Modelling studies suggest that voluntary medical male circumcision (VMMC) for HIV prevention will have the greatest public health impact in 14 priority countries in eastern and southern Africa if scaled up rapidly, averting up to 3.4 million HIV infections through 2025 at a cost savings of USD 16.5 billion. Conventional surgical circumcision methods pose challenges because they require surgical skills and infrastructure that are in short supply in priority countries.

Innovations in adult male circumcision, such as devices, have the potential to make the procedure easier, faster, and safer to perform in a wider variety of settings. Alternatives to conventional surgery may also influence the acceptability of the procedure among men, their partners, and the parents of uncircumcised youth and infant boys. A number of different types of devices for adult male circumcision are available in the market, but until recently evidence on their clinical safety and efficacy was lacking, particularly in African settings.

WHO prequalification of devices 

The World Health Organization (WHO) established a Prequalification Programme for Devices for Male Circumcision for HIV Prevention to promote and facilitate equitable access to safe, appropriate, and affordable male circumcision devices. Prequalification indicates that a device meets international standards for three components: 1) the regulatory dossier, 2) the inspection of the quality management system under which the product is manufactured, and 3) clinical studies on efficacy and safety in settings of intended use.
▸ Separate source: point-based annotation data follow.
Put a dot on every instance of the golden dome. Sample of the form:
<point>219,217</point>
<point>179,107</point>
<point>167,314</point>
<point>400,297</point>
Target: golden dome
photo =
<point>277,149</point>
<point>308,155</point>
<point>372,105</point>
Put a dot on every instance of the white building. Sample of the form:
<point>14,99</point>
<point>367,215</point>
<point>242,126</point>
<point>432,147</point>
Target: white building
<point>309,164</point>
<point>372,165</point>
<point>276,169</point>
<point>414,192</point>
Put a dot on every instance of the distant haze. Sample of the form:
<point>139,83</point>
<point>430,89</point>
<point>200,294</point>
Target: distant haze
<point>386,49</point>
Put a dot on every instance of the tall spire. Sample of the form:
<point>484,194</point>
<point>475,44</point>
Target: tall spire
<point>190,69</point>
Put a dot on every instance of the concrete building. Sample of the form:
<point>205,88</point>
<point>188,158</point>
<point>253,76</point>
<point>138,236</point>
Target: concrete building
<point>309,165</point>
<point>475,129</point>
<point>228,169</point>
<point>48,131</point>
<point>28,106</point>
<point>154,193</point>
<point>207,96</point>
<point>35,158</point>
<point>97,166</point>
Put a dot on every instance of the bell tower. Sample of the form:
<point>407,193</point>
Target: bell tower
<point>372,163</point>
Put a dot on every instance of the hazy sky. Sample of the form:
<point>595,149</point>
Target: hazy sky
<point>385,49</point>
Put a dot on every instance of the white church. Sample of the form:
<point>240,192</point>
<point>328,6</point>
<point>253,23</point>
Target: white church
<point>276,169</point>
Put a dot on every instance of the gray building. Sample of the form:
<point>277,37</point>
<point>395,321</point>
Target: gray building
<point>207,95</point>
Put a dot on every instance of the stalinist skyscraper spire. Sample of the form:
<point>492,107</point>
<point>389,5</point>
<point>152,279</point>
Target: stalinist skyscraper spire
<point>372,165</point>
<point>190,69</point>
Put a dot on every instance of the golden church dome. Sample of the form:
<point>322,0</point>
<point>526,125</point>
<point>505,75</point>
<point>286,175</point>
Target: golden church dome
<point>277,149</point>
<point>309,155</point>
WHO prequalification does not replace countries’ own regulatory processes but paves the way for procurement of the devices by United Nations agencies, WHO member states, donors, and other interested purchasers. Current information on the status of the applications for prequalification is available on the WHO website.​

Framework for evaluation

WHO, through its Technical Advisory Group on Innovations in Male Circumcision, developed the Framework for the Clinical Evaluation of Devices for Male Circumcision, which stipulates a pathway of clinical studies to provide the data for WHO to evaluate the clinical safety and efficacy of a device for use in VMMC programmes in resource-limited settings. The framework also provides suggestions for a phased introduction of male circumcision devices within national programmes.

Guideline on use

WHO published the Guideline on the Use of Devices for Adult Male Circumcision for HIV Prevention in October 2013, offering an evidence-based recommendation on the use of such devices in public health programmes in resource-limited settings with high HIV prevalence. The recommendation states that “WHO prequalified male circumcision devices are efficacious, safe and acceptable as additional methods of male circumcision for HIV prevention among healthy men 18 years of age and older in high HIV prevalence, low resource settings.” It applies in settings where the devices are used by health-care providers, including physicians and mid-level providers, who are appropriately trained and competent in the use of the specific device and where the necessary surgical backup facilities and skills are available.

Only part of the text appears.